In summary, our study indicated that vitiligo progression was related to COVID-19 vaccination and COVID-19 infection, especially for those in active stage. Physicians should be aware of the possibility of aggravation of autoimmune skin diseases such as vitiligo following COVID-19 vaccination and infection. For patients with active vitiligo, a delay in vaccination may decrease the risk of disease progression.

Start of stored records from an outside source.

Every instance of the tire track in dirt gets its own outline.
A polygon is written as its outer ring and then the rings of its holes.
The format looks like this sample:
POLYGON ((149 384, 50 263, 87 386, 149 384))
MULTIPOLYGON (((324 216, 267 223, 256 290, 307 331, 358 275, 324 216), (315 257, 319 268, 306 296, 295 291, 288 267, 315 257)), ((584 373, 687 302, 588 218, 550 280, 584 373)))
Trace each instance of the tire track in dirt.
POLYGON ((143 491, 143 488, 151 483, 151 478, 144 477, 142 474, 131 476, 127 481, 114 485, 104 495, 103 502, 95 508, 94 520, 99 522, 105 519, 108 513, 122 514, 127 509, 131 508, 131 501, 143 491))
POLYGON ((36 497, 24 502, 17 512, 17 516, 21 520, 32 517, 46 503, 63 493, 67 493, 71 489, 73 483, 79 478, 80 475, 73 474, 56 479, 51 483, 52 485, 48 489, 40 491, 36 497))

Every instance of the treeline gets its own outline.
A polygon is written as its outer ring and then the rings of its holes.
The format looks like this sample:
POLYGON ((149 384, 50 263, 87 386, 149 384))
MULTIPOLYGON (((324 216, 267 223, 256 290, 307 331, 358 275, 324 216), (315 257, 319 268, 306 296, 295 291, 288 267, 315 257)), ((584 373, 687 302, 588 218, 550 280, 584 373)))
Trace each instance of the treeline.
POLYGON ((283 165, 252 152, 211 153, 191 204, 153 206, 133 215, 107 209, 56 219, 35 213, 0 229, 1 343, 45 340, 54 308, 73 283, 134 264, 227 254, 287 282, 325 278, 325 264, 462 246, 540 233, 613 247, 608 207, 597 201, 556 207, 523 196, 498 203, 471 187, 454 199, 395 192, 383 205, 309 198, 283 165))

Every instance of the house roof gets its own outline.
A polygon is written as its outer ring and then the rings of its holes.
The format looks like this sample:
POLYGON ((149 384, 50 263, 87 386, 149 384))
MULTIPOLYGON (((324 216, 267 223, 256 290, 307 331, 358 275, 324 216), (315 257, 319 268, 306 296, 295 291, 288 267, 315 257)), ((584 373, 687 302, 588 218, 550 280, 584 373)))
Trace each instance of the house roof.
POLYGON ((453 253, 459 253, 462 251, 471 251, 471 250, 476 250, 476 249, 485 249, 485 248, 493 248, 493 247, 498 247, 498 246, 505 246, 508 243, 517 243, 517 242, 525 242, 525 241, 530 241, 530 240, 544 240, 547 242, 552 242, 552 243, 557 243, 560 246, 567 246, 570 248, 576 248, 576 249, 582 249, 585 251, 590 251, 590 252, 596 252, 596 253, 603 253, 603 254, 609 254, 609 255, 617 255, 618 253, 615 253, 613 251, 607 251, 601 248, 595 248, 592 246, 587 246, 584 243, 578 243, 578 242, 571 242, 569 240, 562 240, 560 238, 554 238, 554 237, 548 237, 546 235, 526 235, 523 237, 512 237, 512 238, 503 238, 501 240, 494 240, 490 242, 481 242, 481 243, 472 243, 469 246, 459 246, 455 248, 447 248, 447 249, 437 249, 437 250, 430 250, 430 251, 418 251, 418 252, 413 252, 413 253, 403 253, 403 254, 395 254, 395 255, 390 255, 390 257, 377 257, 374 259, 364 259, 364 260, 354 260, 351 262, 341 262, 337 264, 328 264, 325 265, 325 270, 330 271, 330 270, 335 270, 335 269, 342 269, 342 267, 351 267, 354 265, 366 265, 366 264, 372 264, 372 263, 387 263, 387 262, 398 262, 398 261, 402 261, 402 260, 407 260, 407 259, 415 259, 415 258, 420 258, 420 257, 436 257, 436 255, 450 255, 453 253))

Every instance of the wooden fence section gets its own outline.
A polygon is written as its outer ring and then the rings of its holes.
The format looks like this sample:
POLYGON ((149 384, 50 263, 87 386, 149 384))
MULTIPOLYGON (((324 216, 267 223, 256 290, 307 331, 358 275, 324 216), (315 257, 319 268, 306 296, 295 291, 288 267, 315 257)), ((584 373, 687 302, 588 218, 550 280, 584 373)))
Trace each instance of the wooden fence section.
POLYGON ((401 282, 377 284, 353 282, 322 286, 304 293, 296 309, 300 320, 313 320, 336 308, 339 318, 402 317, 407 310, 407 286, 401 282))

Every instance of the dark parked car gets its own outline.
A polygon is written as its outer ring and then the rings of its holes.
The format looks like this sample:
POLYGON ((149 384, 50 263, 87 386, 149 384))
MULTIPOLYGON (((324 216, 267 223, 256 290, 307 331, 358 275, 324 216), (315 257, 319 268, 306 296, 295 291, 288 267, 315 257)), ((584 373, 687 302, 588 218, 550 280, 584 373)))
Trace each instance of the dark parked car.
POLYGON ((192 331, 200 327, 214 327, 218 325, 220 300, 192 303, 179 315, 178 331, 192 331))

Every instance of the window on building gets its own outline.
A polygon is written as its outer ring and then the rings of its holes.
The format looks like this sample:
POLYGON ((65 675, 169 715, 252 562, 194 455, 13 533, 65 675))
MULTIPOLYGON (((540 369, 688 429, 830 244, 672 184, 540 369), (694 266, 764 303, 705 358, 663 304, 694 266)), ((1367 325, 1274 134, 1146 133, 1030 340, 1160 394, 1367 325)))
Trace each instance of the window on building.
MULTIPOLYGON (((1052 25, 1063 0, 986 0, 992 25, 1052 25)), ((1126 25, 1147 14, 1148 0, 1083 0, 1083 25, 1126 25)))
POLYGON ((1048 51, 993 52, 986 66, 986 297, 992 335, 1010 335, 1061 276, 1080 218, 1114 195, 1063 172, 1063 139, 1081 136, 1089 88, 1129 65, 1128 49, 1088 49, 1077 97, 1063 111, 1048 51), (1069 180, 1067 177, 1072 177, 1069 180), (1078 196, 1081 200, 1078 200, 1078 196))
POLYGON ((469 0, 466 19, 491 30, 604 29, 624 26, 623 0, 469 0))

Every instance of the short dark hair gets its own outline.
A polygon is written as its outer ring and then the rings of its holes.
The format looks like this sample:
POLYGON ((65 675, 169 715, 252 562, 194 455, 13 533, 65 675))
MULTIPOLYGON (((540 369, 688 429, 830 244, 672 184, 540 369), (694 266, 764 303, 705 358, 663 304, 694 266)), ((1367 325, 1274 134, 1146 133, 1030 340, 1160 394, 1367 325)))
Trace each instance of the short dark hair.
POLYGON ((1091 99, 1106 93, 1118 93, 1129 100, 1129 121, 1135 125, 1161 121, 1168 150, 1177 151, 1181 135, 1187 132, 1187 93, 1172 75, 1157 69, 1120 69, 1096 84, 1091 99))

This study has some limitations. Firstly, the convenience sampling method used in this study has a degree of selection bias and may not be a good representation of the true picture of the overall vitiligo population. Secondly, an in-depth analysis of the exact relationship between COVID-19 vaccine or COVID-19 infection and vitiligo progression needs to be conducted in controlled clinical studies with large samples.

Conclusion

Up to 70.3% of the vitiligo patients had disease progression after COVID-19 vaccination and 30.7% of them had disease progression after COVID-19 infection. Active stage of vitiligo is a risk factor of vitiligo progression after COVID-19 vaccination and infection. Further investigations are required to clarify the relationship between COVID-19 infection or its associated vaccines and vitiligo progression.

Acknowledgments

Project (RDX2020-09) supported by Peking University People’s Hospital Scientific Research Development Funds.

Disclosure

The authors report no conflicts of interest in this work.